War Memorial Gary Trouton


October 2001

The Silent Killer or Nature's Harvest?

Last week we dismantled our canvas Gazebo; a sure sign that in the Thompson household it had been accepted that our long hot summer was over! The Gazebo had served us well over the warm summer days; providing us with essential protection from the sun and offering a focal point for family gatherings. It was a chastening experience to pack it away for the winter.

The dismantling process was inordinately simple. The canvas was easily removed with its' Velcro fastenings and each metal piece easily slipped out of its' matching joint to be packed away in the specially provided canvas bag. However, what took the time was the cleaning!

When we removed the canvas awning, the roof was thick with the accumulated fall out of almost three months of Stoke Ferry pollution. By far the most significant deposit was the same brown wax-like splodges that we in the Oxborough Road area are forever removing from our cars. We recently had new garage doors fitted; their pristine white coverings remained pristine for less than a day. When we first arrived in Stoke Ferry we were warned to always wash locally grown fruit to remove the inevitable wax coating acquired during the growing season, and nothing has changed in the last four years.

One of my elderly neighbours was so concerned at the Stoke Ferry fall-out that he reported the matter to the Environmental Health Officer at King's Lynn and West Norfolk borough council. After, at best, a cursory inspection, the EHO declared that the fall out was caused by bees! It was pointed out to him that for bees to make so much mess over such a wide area would require continual swarms of the most gigantic bees ever known to man. He agreed to review his findings. An EHO from another area, who was a guest in my home, declared without hesitation that the fall out was the result of a manufacturing process!

In the article by Purfleet, reproduced from a recent Lynn News, he makes reference to the dust and fall out that originates from the Favor Parker factory. This dust, which can be seen at times falling like rain in Furlong Road, seems to remain somewhat localised around the factory area.

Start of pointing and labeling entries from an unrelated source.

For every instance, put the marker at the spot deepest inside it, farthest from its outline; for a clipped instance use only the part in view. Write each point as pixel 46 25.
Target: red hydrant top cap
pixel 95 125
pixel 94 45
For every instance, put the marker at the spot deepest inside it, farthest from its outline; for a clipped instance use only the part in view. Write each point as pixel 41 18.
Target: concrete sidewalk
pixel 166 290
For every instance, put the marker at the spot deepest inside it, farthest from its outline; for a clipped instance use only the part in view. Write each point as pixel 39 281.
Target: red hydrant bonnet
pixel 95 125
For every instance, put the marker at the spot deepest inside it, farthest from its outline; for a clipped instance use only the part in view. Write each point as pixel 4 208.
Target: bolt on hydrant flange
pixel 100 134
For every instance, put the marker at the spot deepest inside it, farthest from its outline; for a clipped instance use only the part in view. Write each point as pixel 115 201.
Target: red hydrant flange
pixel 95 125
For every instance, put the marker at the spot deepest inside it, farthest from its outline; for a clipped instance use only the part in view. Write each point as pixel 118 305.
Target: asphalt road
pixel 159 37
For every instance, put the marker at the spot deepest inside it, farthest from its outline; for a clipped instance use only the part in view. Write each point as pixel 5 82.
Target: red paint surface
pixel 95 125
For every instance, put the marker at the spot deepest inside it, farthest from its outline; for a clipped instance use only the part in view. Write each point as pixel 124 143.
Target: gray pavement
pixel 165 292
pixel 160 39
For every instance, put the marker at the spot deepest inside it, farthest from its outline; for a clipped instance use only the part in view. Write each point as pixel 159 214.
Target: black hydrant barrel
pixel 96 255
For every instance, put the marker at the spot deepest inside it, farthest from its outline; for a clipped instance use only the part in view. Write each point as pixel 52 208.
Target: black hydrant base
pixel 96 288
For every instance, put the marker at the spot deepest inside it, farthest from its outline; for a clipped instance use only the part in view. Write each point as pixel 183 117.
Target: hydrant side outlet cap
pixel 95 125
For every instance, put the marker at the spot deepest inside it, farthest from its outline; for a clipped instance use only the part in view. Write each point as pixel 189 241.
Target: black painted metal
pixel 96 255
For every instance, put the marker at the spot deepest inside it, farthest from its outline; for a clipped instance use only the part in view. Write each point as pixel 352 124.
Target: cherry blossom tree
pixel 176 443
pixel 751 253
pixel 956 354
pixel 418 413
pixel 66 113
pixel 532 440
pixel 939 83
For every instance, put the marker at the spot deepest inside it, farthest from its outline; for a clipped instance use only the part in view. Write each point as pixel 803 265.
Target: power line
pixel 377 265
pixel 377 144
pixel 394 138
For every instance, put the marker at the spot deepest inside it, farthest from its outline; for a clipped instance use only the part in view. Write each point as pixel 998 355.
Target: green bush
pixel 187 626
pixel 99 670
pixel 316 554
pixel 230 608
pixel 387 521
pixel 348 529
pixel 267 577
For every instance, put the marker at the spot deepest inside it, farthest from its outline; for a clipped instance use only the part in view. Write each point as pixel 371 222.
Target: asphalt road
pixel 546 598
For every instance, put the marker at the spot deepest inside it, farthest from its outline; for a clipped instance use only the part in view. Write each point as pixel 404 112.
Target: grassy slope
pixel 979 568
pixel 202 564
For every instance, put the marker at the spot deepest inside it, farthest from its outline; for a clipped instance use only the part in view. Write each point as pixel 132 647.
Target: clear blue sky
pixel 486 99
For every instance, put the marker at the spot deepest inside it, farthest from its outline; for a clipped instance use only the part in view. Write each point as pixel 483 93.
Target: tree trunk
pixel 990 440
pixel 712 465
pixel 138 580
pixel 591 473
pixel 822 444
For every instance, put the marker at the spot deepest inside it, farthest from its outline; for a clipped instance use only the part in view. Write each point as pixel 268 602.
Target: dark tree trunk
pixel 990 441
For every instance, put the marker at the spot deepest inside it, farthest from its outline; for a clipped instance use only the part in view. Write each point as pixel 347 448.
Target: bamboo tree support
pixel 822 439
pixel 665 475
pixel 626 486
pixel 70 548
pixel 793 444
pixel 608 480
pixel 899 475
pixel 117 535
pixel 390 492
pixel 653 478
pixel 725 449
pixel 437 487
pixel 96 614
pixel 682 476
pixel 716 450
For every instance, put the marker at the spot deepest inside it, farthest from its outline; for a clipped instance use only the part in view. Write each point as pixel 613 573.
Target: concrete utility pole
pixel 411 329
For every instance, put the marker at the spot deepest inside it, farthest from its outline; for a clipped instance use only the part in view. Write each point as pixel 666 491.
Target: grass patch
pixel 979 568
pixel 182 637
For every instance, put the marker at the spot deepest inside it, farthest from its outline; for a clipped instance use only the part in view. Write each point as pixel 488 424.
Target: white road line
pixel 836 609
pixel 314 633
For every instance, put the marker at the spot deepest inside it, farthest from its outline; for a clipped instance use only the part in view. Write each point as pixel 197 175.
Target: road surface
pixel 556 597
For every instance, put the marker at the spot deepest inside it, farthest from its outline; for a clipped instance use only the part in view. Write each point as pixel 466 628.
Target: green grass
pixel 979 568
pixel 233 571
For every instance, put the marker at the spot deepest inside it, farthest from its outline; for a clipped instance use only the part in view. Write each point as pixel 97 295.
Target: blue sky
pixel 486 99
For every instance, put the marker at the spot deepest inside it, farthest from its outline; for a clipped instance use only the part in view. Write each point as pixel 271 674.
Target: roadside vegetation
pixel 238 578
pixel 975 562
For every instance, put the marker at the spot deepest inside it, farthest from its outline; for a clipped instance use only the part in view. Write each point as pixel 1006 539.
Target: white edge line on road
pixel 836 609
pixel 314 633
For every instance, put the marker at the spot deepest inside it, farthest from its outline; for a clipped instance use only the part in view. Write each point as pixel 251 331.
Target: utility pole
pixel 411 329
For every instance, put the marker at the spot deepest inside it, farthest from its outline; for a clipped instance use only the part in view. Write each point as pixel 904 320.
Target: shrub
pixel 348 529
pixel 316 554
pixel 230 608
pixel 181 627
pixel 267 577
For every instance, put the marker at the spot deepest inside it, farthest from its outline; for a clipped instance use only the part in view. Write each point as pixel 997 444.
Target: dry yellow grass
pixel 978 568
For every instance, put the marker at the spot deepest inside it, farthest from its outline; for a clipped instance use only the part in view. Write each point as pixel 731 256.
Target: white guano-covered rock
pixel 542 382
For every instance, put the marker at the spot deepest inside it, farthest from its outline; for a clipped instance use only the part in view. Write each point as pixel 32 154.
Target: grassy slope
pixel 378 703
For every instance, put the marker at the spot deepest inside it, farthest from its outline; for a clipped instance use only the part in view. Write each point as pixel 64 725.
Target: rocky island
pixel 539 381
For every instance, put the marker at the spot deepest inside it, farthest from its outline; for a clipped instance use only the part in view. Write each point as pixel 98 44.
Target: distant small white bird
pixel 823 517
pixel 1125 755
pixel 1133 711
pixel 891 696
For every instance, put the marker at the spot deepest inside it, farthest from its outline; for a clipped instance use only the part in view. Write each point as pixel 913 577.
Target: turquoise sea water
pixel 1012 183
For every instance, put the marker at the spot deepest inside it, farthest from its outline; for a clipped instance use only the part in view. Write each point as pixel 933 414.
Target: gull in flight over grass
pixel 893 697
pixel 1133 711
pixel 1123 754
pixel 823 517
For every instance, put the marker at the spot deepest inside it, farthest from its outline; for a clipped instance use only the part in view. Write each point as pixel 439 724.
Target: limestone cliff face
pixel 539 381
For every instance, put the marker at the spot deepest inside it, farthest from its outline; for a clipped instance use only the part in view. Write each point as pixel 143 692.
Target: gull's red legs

The wax-like fall out seems to concentrate in areas to the south and east of the factory. It is also noticeably more intense immediately prior to the filter-cleaning schedule.

In Ron Watts' absence (he is resting in a West Country hospital after breaking his leg!) I want to use the Village Soap Box forum to seek some assurance that this continuing pollution is being addressed! Perhaps the Parish Council or the Favor Parker Liaison Committee, which seems to have been in abeyance over the past few months, can assure my neighbours and me that this fall out is harmless. Surely the high dust levels and the wax-like substance cannot be an ideal atmosphere for inhalation by children and adults alike. Lets bring the debate into the open and set up a forum where the concerns of local residents can be discussed with both parish and business executives before there is untold damage to the health of Stoke Ferry residents.